No more re-entering handwritten forms. No more mistakes. No more turning people away from the polls because their paper registration form never made it through the multiple steps from their hand to the voter file.

The ability to register electronically is no longer a fantasy or a distant possibility. It is here right now. A company called Verafirma worked with Santa Clara County, California to install a system where eight test voters registered to vote last week, all of them using different mobile devices.

The beauty of this technology is that it is open to the millions of people with a touch screen device, including those with below-average incomes, or anyone who can borrow a touch screen device for the few minutes it takes to register to vote. Verafirma has even designed a version where the user can enter their data on a PC or a Mac, receive a text message on their touch-screen phone, sign, and have it integrated into the electronic form before it is sent to the registrar, according to co-founder Michael Marubio.

This opens up incredible possibilities. Millennials, who define themselves by their connection to new technology, will take to this like tweens to Justin Bieber. They need to, because in addition to having dismal voter registration rates, more than 34% of them have moved since 2008 - a far higher percentage than for any other population segment. Another 9.5 million youths have turned 18 since 2008. They will all need to register or re-register to vote in 2010.

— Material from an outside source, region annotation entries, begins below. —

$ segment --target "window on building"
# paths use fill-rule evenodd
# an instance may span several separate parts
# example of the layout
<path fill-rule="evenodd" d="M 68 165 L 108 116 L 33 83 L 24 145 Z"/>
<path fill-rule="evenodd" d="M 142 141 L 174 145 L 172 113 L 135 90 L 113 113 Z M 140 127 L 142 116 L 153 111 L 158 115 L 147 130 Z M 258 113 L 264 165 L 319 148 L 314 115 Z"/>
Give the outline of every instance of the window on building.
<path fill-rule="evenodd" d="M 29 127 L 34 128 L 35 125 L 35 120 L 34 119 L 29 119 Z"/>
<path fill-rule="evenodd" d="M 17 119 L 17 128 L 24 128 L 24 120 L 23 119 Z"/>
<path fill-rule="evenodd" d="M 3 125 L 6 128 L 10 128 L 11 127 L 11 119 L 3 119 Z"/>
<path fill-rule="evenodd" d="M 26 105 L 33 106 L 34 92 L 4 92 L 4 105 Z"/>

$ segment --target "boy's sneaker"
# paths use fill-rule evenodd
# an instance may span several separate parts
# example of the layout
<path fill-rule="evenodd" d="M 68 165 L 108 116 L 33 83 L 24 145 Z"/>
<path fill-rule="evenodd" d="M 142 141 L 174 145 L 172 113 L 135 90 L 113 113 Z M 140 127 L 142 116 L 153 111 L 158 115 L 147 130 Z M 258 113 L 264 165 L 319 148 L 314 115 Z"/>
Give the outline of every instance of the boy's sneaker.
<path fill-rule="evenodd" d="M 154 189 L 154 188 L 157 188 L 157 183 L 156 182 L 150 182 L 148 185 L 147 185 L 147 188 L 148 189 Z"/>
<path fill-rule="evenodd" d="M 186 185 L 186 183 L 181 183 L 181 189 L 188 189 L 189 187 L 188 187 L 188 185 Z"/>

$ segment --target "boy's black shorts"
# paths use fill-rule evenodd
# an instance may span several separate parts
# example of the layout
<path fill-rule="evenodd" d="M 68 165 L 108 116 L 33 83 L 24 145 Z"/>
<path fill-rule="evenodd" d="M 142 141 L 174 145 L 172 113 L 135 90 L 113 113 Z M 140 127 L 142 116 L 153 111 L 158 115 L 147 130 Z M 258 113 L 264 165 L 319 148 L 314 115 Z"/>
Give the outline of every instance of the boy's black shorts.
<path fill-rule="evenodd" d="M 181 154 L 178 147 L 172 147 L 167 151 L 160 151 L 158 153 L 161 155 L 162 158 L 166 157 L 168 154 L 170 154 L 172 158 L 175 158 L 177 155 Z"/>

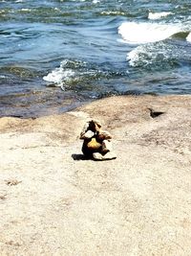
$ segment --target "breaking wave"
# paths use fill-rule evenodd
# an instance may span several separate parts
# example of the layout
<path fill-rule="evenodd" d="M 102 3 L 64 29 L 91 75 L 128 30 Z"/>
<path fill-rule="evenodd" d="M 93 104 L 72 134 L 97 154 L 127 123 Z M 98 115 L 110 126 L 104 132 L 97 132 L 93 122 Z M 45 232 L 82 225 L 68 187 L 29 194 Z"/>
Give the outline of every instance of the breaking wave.
<path fill-rule="evenodd" d="M 161 41 L 181 31 L 180 24 L 124 22 L 118 28 L 118 34 L 130 44 Z"/>
<path fill-rule="evenodd" d="M 173 14 L 171 12 L 149 12 L 148 19 L 160 19 Z"/>

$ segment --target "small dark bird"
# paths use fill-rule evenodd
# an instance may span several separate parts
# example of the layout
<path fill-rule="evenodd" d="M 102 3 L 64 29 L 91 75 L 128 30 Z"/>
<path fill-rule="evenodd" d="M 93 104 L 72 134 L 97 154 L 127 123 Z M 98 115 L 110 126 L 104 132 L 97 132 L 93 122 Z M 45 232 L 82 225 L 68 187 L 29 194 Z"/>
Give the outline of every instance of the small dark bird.
<path fill-rule="evenodd" d="M 150 111 L 150 116 L 152 117 L 152 118 L 156 118 L 156 117 L 158 117 L 158 116 L 160 116 L 160 115 L 162 115 L 162 114 L 164 114 L 165 112 L 162 112 L 162 111 L 156 111 L 156 110 L 154 110 L 154 109 L 152 109 L 152 108 L 148 108 L 149 109 L 149 111 Z"/>

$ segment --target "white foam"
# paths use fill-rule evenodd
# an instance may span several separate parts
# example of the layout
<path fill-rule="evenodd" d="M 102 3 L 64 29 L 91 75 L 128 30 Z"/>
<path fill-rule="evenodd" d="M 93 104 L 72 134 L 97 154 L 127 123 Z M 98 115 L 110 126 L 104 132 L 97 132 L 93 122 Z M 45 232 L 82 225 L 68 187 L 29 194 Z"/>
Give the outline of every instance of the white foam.
<path fill-rule="evenodd" d="M 148 19 L 160 19 L 173 14 L 171 12 L 149 12 Z"/>
<path fill-rule="evenodd" d="M 127 55 L 127 60 L 129 61 L 130 66 L 137 66 L 138 64 L 138 61 L 140 58 L 142 58 L 140 56 L 144 55 L 146 53 L 146 49 L 144 45 L 138 46 L 134 50 L 132 50 L 128 55 Z M 148 52 L 148 54 L 151 55 L 151 53 Z M 142 59 L 141 59 L 142 60 Z M 148 64 L 148 61 L 145 59 L 145 64 Z"/>
<path fill-rule="evenodd" d="M 93 4 L 97 4 L 97 3 L 100 3 L 99 0 L 93 0 Z"/>
<path fill-rule="evenodd" d="M 188 34 L 187 37 L 186 37 L 186 40 L 188 42 L 191 42 L 191 32 Z"/>
<path fill-rule="evenodd" d="M 43 77 L 43 80 L 49 82 L 53 82 L 57 86 L 62 86 L 63 82 L 69 81 L 74 76 L 74 72 L 72 69 L 65 69 L 66 61 L 62 61 L 60 67 L 55 68 L 47 76 Z"/>
<path fill-rule="evenodd" d="M 181 32 L 179 24 L 124 22 L 118 27 L 118 34 L 126 43 L 141 44 L 164 40 Z"/>

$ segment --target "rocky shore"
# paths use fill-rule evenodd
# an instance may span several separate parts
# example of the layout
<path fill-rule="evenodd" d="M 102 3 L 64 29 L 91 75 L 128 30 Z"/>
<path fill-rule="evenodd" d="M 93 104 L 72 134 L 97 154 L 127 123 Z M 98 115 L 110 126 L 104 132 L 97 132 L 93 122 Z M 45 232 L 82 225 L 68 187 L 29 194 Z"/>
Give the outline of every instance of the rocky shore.
<path fill-rule="evenodd" d="M 84 159 L 89 118 L 117 159 Z M 0 255 L 190 256 L 190 241 L 191 96 L 0 119 Z"/>

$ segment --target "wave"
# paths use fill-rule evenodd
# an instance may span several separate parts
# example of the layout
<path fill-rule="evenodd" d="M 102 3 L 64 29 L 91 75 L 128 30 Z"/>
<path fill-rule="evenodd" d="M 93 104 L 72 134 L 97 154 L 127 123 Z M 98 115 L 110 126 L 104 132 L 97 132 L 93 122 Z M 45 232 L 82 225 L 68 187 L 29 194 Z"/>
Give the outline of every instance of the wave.
<path fill-rule="evenodd" d="M 86 63 L 80 60 L 65 59 L 61 61 L 60 66 L 51 71 L 43 80 L 50 85 L 60 86 L 62 90 L 74 88 L 75 86 L 87 88 L 93 81 L 100 79 L 118 76 L 118 73 L 100 70 L 94 64 Z"/>
<path fill-rule="evenodd" d="M 118 27 L 118 34 L 130 44 L 161 41 L 181 31 L 180 24 L 124 22 Z"/>
<path fill-rule="evenodd" d="M 173 14 L 171 12 L 149 12 L 148 19 L 160 19 Z"/>
<path fill-rule="evenodd" d="M 191 42 L 191 33 L 188 34 L 187 37 L 186 37 L 186 40 L 188 42 Z"/>
<path fill-rule="evenodd" d="M 177 66 L 180 60 L 186 61 L 191 53 L 183 45 L 166 44 L 165 42 L 139 45 L 127 55 L 129 65 L 149 69 Z"/>

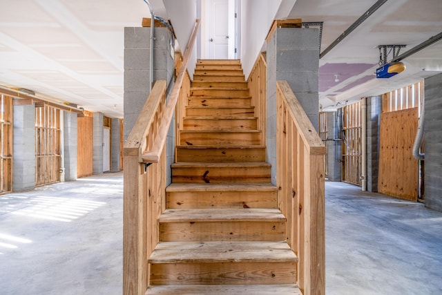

By providing instant mobile voter registration, this system could help any voter, even those without technological savvy or a personal touch-screen device. Voter registration organizations that serve low-income communities could begin using touch-screen devices like the iPad on registration drives, instead of carrying around a lot of paper.

By being electronic, the process can also be started from any website or social network media outlet. Imagine inserting an electronic voter registration link on political websites, news media outlets, even the Huffington Post. Read today's headlines and get motivated? Click here to register. Message your friends about a social problem? Why not add a voter registration link.

Right now, according to Marubio, Verafirma believes this form of registration would be accepted in 18 states without changing the law. It could be expanded to the other 32 states if Congress set a timetable by which states have to accept registrations with electronic signatures. The perfect vehicle to add this to is H.R. 1719 - a bill awaiting markup that requires states to allow online voter registration.

Electronic registrations with electronic signatures is actually an easier advancement for states than online registration because no complicated website is required, just the ability to transfer electronic data.

Electronic registration is also better than online registration because it can embrace all voters, not just those with driver's licenses. One study in Wisconsin found that more than half of African American and Hispanic adults, and nearly a quarter of those over 65, did not have valid driver's licenses or state photo IDs. A Missouri study confirmed these problems. People can register online in seven states - Arizona, Colorado, Kansas, Louisiana, Oregon, Utah and Washington - but only if they have a state driver's license on file that provides the state with the voter's signature. By supplying the signature electronically, touch-screen registrations overcome this limitation.

But what about voter fraud, the mythical bogeyman that has blocked helpful election reform over and over again? Well, it turns out that an electronic signature is far more secure and verifiable than an inked one, because the electronic software records a mini-movie of the person signing and not just the end product. The software also locks the signature so any tampering would show up in the code that election officials receive with the registration form.

This is an innovation whose time has come. Fair Elections Legal Network is going to work to expand its reach.